Ordem quer garantir que médicos pedófilos não continuam a trabalhar com crianças
Conselho de Ética e Deontologia Médicas fez proposta para rever os estatutos e permitir que suspensão vá até aos 23 anos.
O coordenador do Conselho Nacional de Ética e Deontologia Médicas (CNEDM), em declarações ao PÚBLICO, explicou que o actual estatuto da Ordem dos Médicos não separa o tipo de crimes e apenas admite quatro possibilidades: advertência, censura, suspensão até cinco anos ou expulsão. Para Miguel Leão, nenhuma destas possibilidades dá resposta ao problema dos médicos pedófilos, até porque a suspensão, além de vigorar por um período demasiado curto, é passível de recurso para os tribunais. O clínico recorre a uma imagem para ilustrar a capacidade da ordem: “A sanção que podemos dar a alguém que recebe uma torradeira da indústria farmacêutica ou que é condenado por pedofilia é a mesma”.
O médico dá como exemplo um clínico dos Açores condenado por pedofilia e a exercer. “A Ordem nada pôde fazer porque o tribunal não inabilitou porque entendeu que quando foi pedófilo não actuava como médico”. Mas quantos casos há de facto? Miguel Leão assume que além dos Açores só o de Ferreira Diniz, no âmbito da Casa Pia, é do conhecimento público, ainda que assuma mais casos “residuais” a sul.

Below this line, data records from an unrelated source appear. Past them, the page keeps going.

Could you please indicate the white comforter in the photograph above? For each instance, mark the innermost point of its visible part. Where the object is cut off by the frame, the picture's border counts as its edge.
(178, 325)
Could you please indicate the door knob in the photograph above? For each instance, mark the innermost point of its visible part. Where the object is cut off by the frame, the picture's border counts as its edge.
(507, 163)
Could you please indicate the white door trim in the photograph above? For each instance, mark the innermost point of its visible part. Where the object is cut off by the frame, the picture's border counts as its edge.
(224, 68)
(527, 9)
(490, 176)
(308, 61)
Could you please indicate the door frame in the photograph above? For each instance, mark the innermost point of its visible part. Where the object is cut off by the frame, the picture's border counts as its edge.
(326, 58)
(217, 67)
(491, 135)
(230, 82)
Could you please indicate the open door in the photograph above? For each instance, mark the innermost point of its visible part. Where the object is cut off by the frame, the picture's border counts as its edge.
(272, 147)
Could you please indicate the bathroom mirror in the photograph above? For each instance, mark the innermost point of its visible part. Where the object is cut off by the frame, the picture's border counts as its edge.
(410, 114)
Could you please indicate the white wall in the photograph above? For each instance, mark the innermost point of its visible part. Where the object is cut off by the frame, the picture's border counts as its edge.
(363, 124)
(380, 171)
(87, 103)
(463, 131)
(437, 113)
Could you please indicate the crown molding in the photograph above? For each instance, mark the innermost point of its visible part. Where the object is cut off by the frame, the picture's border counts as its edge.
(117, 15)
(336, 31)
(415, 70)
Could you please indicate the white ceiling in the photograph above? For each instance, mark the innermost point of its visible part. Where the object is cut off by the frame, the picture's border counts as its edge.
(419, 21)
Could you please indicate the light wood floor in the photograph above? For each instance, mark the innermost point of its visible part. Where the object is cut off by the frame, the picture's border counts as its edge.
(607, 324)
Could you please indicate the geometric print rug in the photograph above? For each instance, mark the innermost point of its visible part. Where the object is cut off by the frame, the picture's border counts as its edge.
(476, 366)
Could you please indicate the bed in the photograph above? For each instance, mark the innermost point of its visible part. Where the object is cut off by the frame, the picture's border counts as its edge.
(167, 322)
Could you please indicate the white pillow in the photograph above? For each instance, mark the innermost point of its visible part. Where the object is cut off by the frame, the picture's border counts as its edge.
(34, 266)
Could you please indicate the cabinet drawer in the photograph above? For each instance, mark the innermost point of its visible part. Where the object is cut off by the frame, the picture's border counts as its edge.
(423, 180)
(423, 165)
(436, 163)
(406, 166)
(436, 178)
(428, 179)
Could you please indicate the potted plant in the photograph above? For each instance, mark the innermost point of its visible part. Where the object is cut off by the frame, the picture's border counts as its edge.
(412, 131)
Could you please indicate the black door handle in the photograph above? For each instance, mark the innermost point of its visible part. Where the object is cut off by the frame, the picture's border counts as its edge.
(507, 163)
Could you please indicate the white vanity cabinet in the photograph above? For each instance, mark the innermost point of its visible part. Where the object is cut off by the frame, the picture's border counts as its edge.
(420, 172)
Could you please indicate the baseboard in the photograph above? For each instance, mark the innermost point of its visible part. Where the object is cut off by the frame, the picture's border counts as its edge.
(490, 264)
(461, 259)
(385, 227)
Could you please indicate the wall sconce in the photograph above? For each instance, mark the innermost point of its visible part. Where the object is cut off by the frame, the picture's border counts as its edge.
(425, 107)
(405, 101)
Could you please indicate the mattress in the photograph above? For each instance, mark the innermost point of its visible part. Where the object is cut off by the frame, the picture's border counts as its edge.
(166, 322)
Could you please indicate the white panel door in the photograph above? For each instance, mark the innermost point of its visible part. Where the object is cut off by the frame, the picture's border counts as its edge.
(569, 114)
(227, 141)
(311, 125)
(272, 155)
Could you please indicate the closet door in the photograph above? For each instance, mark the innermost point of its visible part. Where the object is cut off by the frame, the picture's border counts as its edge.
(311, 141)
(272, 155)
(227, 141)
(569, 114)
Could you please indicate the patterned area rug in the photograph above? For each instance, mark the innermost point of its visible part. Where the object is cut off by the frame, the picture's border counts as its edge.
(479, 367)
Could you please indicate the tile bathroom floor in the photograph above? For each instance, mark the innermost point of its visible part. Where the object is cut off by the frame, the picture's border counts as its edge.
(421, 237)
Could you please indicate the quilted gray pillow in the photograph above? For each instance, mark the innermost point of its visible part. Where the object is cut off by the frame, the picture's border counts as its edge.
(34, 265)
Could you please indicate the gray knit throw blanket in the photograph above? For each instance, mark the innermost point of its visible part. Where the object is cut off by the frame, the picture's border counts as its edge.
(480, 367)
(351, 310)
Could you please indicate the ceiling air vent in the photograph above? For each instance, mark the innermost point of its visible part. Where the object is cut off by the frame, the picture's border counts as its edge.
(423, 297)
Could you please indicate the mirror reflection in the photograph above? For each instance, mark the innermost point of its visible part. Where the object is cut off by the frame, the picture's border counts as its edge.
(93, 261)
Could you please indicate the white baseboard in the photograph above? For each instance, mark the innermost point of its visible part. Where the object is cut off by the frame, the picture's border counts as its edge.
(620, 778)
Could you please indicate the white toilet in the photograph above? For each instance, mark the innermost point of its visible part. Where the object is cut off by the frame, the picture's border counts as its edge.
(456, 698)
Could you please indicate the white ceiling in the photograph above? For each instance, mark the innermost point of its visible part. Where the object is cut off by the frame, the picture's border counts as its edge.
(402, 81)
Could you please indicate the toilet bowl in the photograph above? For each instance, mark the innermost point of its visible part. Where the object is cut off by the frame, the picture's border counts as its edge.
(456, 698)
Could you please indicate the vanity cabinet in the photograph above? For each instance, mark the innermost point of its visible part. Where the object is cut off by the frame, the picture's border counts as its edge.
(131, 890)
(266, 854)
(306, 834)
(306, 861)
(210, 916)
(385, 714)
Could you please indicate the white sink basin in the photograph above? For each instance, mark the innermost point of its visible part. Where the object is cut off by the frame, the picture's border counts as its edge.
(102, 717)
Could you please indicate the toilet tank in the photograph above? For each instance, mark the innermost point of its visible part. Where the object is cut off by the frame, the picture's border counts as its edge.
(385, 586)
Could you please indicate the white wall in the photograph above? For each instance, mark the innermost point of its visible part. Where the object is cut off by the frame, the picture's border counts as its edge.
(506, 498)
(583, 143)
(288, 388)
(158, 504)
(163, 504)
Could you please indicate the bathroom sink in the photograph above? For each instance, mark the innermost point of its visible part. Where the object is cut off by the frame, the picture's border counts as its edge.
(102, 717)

O bastonário da Ordem dos Médicos, José Manuel Silva, também cita os mesmos dois e reconhece que o assunto não está centralizado e que não há propriamente uma lista. Miguel Leão acrescenta que o objectivo é sobretudo suscitar o debate e evitar que a actual legislação continue a ser ineficaz ao dar este tipo de margem. De todas as formas, à Ordem não chegou nenhum pedido concreto por parte das autoridades judiciais, mas o CNEDM acordou pedir uma audiência informar à ministra da Justiça.
Aliás, a proposta do CNEDM, a que o PÚBLICO teve acesso, lembra que Portugal subscreveu a Convenção do Conselho da Europa para a Protecção das Crianças contra a Exploração Sexual e os Abusos Sexuais, aprovada em 2007 e conhecida como Convenção de Lanzarote. A própria legislação nacional explicita que os pedófilos devem ser afastados de profissões que envolvam “contacto regular com menores”, mas na prática isso não é garantido. “Esperar-se-ia, assim, que após condenação judicial por pedofilia, se procedesse de imediato ao afastamento dos criminosos do exercício de actividades profissionais que implicassem contacto com crianças por um período mínimo de 23 anos”, diz o documento. O pedido de cadastro criminal acaba por praticamente só funcionar para novas contratações e não para quem já está a trabalhar nos hospitais, salienta Miguel Leão.
A ideia diz o médico, remetendo para a proposta interna, é que “com fundamento no princípio da protecção dos doentes, da protecção do próprio médico inabilitando e dos valores fundamentais da medicina como sejam a confiança, a beneficência, a não maleficência e a autodeterminação” que a Ordem dos Médicos passe a poder determinar que “um médico comprovadamente pedófilo seja inabilitado especificamente para prestar assistência a menores”. A revisão permitira que houvesse uma suspensão específica para quem cometeu crime de pedofilia durante 23 anos.